Le passage du crime organisé à la politique est une question de masse critique : pouvoir local, ministre, Premier ministre, président. Leonid Kouchma et son Premier ministre, Pavel Lazarenko, font de ce point de vue figure de benchmark. Arrivée à cette instance, la figure de l’oligarque fait son entrée en scène. En Ukraine, le crime procrée les oligarques, qui, à leur tour, adoubent des politiques et financent les forces de l’ordre, celle-ci agissant comme des milices, lorsque ce ne sont pas les milices qui se glissent dans les uniformes des forces de l’ordre. Ces milices ont été funestes dans la répression des manifestations de la place Maïdan et dans les tueries de russophones du Donbass. Aujourd’hui encore, elles opèrent des deux côtés du spectre nationaliste ukrainien.

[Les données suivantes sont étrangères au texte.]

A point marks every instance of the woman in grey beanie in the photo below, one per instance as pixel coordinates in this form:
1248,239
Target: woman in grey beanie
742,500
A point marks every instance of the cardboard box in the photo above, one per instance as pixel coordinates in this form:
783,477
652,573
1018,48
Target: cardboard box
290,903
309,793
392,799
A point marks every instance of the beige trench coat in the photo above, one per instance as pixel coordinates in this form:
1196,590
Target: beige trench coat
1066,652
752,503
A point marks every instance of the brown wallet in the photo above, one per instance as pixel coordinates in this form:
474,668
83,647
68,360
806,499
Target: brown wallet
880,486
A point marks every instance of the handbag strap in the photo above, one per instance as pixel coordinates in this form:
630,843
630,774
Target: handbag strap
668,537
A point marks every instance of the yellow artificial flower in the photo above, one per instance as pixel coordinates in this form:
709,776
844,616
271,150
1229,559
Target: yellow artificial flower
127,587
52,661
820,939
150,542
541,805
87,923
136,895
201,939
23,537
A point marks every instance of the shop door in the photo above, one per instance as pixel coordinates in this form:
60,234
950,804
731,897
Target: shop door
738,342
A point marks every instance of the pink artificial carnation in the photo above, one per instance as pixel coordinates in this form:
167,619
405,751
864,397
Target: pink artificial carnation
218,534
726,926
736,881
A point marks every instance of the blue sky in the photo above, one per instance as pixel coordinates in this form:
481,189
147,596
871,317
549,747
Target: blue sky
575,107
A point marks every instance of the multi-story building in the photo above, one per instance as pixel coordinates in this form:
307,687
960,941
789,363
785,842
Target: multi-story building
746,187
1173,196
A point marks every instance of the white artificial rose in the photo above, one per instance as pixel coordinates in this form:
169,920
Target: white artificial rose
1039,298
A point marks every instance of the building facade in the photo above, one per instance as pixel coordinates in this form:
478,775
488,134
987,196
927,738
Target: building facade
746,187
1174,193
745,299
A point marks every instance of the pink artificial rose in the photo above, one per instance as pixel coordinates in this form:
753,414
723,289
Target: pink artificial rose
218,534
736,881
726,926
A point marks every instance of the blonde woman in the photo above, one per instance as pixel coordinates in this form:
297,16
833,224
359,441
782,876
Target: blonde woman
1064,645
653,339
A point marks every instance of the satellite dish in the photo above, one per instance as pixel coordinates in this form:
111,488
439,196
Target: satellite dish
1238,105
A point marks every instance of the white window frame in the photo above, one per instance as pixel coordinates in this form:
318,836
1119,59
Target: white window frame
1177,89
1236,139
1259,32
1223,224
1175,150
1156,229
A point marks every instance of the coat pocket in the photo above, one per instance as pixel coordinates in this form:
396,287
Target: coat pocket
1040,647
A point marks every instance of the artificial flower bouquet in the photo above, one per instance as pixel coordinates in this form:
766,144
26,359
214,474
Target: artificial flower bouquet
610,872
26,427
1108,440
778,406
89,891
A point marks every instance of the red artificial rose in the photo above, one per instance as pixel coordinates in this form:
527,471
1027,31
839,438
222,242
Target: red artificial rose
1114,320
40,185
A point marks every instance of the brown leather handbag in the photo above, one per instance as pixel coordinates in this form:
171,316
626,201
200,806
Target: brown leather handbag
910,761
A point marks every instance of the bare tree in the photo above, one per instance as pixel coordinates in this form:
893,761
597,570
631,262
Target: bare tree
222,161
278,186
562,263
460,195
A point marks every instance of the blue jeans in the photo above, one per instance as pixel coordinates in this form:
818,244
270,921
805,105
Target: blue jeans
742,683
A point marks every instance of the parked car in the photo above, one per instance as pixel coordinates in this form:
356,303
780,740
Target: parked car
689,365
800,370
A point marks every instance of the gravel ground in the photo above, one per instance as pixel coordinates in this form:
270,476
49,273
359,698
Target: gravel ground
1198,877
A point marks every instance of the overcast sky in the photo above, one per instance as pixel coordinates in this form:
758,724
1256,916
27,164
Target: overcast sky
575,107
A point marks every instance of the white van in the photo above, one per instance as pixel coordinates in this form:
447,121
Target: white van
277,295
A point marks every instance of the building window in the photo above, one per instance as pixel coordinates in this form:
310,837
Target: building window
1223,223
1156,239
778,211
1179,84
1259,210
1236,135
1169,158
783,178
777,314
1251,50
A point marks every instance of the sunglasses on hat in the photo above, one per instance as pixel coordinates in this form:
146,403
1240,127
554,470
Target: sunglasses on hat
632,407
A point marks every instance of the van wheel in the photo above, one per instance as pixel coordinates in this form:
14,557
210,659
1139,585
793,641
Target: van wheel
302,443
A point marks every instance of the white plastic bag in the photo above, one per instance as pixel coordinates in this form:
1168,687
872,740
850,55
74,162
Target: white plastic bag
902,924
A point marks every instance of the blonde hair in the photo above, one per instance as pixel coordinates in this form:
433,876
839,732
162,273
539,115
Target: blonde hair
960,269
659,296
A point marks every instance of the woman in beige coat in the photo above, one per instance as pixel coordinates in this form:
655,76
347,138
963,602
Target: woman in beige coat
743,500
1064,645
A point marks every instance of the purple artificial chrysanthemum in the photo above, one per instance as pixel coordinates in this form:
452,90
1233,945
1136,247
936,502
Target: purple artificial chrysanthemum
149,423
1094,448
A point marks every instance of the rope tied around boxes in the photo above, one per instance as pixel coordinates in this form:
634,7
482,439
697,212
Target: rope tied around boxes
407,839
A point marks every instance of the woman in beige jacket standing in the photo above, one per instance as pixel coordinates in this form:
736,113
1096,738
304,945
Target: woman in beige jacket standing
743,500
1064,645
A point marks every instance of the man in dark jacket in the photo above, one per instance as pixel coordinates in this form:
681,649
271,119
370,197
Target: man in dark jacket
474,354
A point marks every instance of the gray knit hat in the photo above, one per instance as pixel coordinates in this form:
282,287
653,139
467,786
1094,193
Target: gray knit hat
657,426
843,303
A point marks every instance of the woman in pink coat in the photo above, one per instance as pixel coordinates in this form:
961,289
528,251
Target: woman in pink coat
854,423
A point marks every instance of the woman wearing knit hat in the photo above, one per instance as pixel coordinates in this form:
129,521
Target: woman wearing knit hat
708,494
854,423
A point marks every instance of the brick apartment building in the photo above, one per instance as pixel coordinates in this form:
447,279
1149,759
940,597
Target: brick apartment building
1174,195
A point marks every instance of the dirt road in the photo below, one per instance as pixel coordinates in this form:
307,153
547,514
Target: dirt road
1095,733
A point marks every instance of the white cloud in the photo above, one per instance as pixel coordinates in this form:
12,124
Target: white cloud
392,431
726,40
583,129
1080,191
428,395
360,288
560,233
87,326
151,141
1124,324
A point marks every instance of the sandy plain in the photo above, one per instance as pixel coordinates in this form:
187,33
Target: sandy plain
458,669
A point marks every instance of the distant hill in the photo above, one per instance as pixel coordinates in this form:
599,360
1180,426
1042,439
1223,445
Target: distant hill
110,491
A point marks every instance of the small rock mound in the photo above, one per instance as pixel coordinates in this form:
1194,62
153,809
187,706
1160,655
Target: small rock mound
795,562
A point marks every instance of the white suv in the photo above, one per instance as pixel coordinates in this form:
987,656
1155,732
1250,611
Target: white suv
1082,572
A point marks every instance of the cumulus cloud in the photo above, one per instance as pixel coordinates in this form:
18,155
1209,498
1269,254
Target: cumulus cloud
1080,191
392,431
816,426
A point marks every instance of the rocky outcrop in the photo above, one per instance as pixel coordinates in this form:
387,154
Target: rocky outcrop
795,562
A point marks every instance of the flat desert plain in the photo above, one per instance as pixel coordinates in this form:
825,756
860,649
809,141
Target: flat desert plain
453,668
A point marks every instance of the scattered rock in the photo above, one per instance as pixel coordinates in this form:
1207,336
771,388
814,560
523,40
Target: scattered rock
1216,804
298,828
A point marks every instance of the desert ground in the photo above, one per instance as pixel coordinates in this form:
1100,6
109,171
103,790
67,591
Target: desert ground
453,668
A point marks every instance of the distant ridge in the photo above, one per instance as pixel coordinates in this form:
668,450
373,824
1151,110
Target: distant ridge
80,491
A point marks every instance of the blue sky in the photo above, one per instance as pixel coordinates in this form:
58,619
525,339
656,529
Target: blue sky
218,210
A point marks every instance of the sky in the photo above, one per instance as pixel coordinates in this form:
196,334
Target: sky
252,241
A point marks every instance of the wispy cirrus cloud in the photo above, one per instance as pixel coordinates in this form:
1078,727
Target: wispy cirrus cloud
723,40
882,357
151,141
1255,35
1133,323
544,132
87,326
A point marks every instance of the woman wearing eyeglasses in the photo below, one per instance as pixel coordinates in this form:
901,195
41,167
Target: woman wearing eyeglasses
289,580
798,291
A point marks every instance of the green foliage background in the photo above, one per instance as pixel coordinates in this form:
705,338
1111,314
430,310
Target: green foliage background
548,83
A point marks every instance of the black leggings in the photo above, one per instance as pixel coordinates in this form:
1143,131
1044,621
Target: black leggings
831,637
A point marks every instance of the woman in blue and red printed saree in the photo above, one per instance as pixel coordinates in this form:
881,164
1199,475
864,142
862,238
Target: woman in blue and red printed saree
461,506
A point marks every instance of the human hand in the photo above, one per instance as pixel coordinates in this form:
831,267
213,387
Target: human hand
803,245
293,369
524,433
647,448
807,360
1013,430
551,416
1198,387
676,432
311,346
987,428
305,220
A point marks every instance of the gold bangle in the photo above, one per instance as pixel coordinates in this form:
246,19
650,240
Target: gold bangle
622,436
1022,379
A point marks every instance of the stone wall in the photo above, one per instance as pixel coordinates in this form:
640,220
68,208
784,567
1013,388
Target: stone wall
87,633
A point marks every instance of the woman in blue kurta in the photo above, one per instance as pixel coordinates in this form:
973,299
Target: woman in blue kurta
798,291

Igor Vassilievitch Kolomoiski, accusé d’avoir financé la répression dans le Donbass au travers de ses milices, est aussi propriétaire de l’agence de production de l’acteur Zelensky, aujourd’hui président.
Les quatre oligarques ukrainiens les plus riches sont Rinat Ahmetov, Victor Pinchouk, dont on dit qu’il serait proche de Bernard-Henri Lévy, Konstantin Jevago et Igor Kolomoiski déjà nommé. Pas très loin, suit Petro Porosheno, l’ex-président. Ces oligarques, et d’autres de moindre poids, entretiennent des relations fluctuantes avec la Russie. Exception faite de Kolomoiski, qui déteste farouchement la Russie et considère que l’annexion de la Crimée l’a dépossédé de son complexe hôtelier, le Tavria Sanatorium. Le resort faisait partie des avoirs de sa banque Privat Bank.
Les enjeux de ses oligarques font et défont l’agenda politique de l’Ukraine. Mais ils s’adaptent aussi au cadre géopolitique, comme l’ont fait leurs pères avant et après l’Union soviétique. Le contrôle des institutions et leur instrumentalisation à des fins privées exposent aujourd’hui plus que jamais les vulnérabilités du pays.